Project objectives

The aim of the project was to compare data collected by Surgical Clinical Reviewers (SCRs) for submission to the National Surgical Quality Improvement Program (NSQIP) with data collected by hospitals as a by-product of administrative processes (i.e. data contained in hospital patient administration systems). The project was undertaken in the context of the expansion of hospitals in NSW participating in NSQIP, to reduce the effort by SCRs to enable them to achieve the sample sizes of data requested by the Program, and to maximise the quality of the data.

NSW Agency for Clinical Innovation

Our approach

HPA listed out the NSQIP data variables and compared them with the variables available in the administrative data, looking at the potential to construct the NSQIP variables from administrative data ensuring adherence to NSQIP definitions and quality of the data.
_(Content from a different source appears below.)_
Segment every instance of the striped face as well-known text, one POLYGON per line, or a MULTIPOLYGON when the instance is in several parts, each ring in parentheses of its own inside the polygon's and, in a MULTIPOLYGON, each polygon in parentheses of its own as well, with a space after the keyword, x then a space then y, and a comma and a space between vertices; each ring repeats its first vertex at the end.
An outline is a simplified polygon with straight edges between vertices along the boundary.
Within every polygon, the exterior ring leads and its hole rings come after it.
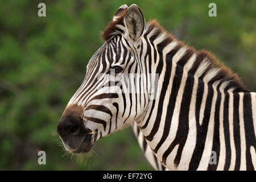
POLYGON ((146 98, 138 55, 143 30, 144 19, 137 6, 118 9, 103 35, 108 39, 89 61, 84 81, 58 124, 68 151, 89 151, 93 142, 142 113, 146 98))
The analysis drew on knowledge about administrative data, and particularly, coding in the International Classification of Diseases – 10th Revision – Australian Modification (ICD-10-AM) and including the Australian Classification of Healthcare Interventions (ACHI) and American coding systems such as Current Procedural Terminology (CPT).

HPA also observed the processes undertaken by the SCR at Westmead Hospital to identify opportunities to streamline the work of the SCR, and to investigate the reasons for differences for data elements that were expected to be comparable between the administrative data and NSQIP data.

Finally, HPA used the administrative data to predict death, surgery-related post-operative complications and surgery-related hospital readmissions. This was compared with the predictive capabilities of NSQIP. This was done to critically evaluate the need for the wide range of variables required by NSQIP.


The project identified opportunities for greater automation of the data required for NSQIP using data routinely collected by hospitals for administrative purposes. It also made recommendations on improvements to hospital data processes that will benefit both SCRs and hospital staff compiling the administrative data. These included improving systems to capture clinical data, such as more widespread use of electronic medical records, and structuring information in these systems to enable easier extraction and analysis. Finally, it also made recommendations on developing SCRs as a new workforce in Australia.